Was für mich noch interessanter bleibt, ist die Art und Weise, wie die Welt ihre Abneigung gegen sexuelle Gewalt mit ihrer nie enden wollenden Faszination dafür als Unterhaltung in Einklang bringt. Wir haben gesehen, wie Serienmörder wie Ted Bundy immer wieder verherrlicht wurden und ihre Verbrechen in unseren Rückspiegeln nachjustiert wurden, bis sie nur noch als ausgefallene stilistische Eigenarten auftraten, wie ein Ohrring oder zerrissene Jeans. Und schon lange vor der viktorianischen Zeit haben wir gesehen, wie Mordopfer objektiviert und (besonders wenn es sich um Sexarbeiterinnen handelte, wie man bei den Opfern des Rippers annahm) für ihren eigenen Tod verantwortlich gemacht wurden. Auf Radio 4 sagte die Historikerin Hallie Rubenhold, eine Bar wie diese sei „ein echtes Problem“, weil die Opfer, Mary Ann Nichols, Annie Chapman, Elizabeth Stride, Catherine Eddowes und Mary Jane Kelly, „echte Frauen waren, Jack the Ripper war eine echte.“ Person – es ist nicht Jekyll und Hyde oder Frankenstein.“ Wie können wir uns über ihren Tod freuen, wenn es jeden Tag zu ähnlicher Gewalt kommt?
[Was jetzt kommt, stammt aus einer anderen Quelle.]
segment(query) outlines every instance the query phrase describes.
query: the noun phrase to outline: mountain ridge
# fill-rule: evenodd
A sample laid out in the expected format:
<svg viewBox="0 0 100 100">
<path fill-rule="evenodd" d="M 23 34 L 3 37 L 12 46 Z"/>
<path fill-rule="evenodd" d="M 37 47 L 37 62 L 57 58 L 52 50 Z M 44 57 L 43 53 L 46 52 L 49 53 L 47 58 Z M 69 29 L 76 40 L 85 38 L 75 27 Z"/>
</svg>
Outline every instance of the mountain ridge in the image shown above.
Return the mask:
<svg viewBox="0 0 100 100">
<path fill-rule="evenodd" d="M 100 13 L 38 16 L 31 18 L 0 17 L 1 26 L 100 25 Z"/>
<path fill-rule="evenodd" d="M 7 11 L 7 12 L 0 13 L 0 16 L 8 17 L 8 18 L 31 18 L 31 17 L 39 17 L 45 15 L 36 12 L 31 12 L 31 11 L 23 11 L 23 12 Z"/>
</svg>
Eine Studie aus dem Jahr 2018 ergab, dass ein großer Teil der Menschen immer noch glaubt, dass Sexarbeiterinnen nicht vergewaltigt werden können oder dass sie es verdienen. Im Durchschnitt werden hierzulande jede Woche drei Frauen von Männern getötet, jede vierte Frau wurde Opfer einer Vergewaltigung oder eines sexuellen Übergriffs. Jedes fünfte Schulkind hat sexuelle Belästigung in der Schule erlebt oder beobachtet, und laut der umfassendsten Studie ihrer Art hat sich sexuell missbräuchliche Sprache in britischen Klassenzimmern „normalisiert“. Ein Sprecher von East London Rape Crisis (aus dem Bezirk, in dem der Ripper-Tourismus floriert) sagte: „Wir sind fast an dem Punkt angelangt, an dem sexuelle Gewalt entkriminalisiert wurde.“

Das Problem der Ripper-Industrie besteht nicht nur darin, dass die Opfer ausgelöscht werden, sondern auch darin, dass die Distanz uns dazu ermutigt, diese Art von Verbrechen zu normalisieren. Das letzte Mal, als ich zufällig auf eine Jack the Ripper-Tour stieß, war kurz nach der Ermordung von Sarah Everard, und die schreckliche Realität der ausgelassenen Junggesellinnenabschiede der Touristen ließ mich ziemlich atemlos werden. Der Ripper-Tourismus und der Appetit auf eine Bar wie die in Southsea offenbaren eine düstere und unangenehme Realität, die kein Vorschlag, Gewinne aus einem Cocktail einer „Wohltätigkeitsorganisation für Frauenrechte“ (wie die Besitzerin behauptet hat) anzubieten, verbergen kann. Sie erfüllen ein schreckliches Bedürfnis in einer Gesellschaft, in der sexuelle Gewalt an der Tagesordnung ist – . Der einzige klare Ausweg scheint darin zu bestehen, darüber zu lachen. Die Menschen sehnen sich verzweifelt nach einer Chance, sich stärker mit dem Wissen vertraut zu machen, dass Männer häufig töten, dass marginalisierte Frauen nach wie vor besonders verletzlich sind und wie schnell ein Mensch entmenschlicht werden kann, ein Halloween-Kostüm, ein Witz.